Half of him was jet black, and the other half ivory white.

“Oh, the Wyrm will dance to my tune tonight,” he said. “A mighty victory, as men reckon such things. Utterly unimportant in the great turning of the spheres, but what is? Eh? Is anything worth all this striving and dying?” He laughed. “It’s worth it if you win. Not so worth it if you get digested while you’re even a little alive.” He laughed again. “I have waited in this pivot moment for almost an eternity, and never the Wyrm faces me! Storm the Inn and kill all his people.”

“Then Albinkirk?” Thorn asked, gravely.

“Then Lissen Carak, boy. Then we see some real
fun.
” Ash cackled. “Then I open the gates and let in my allies, and we feast for eternity!” Then, soberly, “You did very well. I like to win. It is so much nicer than losing. Thank you both.”

He vanished.

Farther to the south and west, night was falling on the rout, and tired men gave way to despair, lagged, and were eaten.

Janos Turkos was not yet one of the victims. His Huran warriors had not fought at all, but simply watched the disaster unfold with wary eyes. When the stradiotes began to mount their horses, Big Pine trotted back to the slight rise where the imperial riding officer sat on his small horse and smoked.

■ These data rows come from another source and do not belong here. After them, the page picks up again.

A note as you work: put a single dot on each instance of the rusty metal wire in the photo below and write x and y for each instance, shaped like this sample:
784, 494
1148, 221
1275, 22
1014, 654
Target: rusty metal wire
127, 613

“We go,” he said. “You, too, unless you want to be food.” The Imperial Standard had gone down, and there were boglins above them in the great earthworks.

Turkos sighed, barely resisting tears. He knocked the dottle out of his pipe. He hadn’t even drawn his sword, but he knew his duty—to both his Emperor and to his people.

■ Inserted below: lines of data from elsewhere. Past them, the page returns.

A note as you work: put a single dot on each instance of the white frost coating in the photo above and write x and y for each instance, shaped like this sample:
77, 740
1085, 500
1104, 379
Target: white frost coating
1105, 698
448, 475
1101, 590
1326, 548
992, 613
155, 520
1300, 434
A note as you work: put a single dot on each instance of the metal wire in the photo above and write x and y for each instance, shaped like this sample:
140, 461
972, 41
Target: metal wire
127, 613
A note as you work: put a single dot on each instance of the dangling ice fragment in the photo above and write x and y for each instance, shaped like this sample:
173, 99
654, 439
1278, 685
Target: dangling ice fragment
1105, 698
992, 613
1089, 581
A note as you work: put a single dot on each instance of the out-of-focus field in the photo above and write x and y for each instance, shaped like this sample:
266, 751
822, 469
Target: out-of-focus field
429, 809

The Huran psiloi were in among the sheepfolds at the leftmost end of the imperial line. Despite hours of effort by boglins and stone trolls and now by the antlered
hasternoch
, not one Wild creature had flanked the Emperor’s line to find the ambush he had laid for anyone foolish enough to believe that the flank was open.

Long experience of war in the woods had also caused him to secure his retreat. He raised a hunting horn and blew it once.

Two hundred Huran rose from their places—many had lain without moving all day—and ran. They did it with no fuss and no discussion.

Six miles to the south the Huran rallied. It was the place they had chosen, and they ran to it and lay down behind a long stone wall, flanked on one side by a marsh and on the other by a stand of trees—a reaching tendril of the Wild woods that were just in sight across the last miles of downs and green hills.

They had run the six miles in a little less than two hours, without stopping, and now they lay down, drank water, and ate pemmican.

Turkos climbed a tree. When he came down, Big Tree was waiting with crossed arms.

“Going the wrong way,” Big Tree said.

“We are not done yet,” Turkos said. “There’s another army out there—the army our Lord Emperor was supposed to have waited for.” The light was failing, but there were men coming over the green fields. Men, and other things.

“Why do we wait?” Big Tree asked.

“Now we gather survivors, if we can,” he said.

Big Tree looked into the distance and spat on the ground. “Like a busted ambush?” he asked.

Turkos nodded.

The first men to reach them were cavalrymen. Most were survivors of the Scholae. There was a full troop in good order on exhausted horses.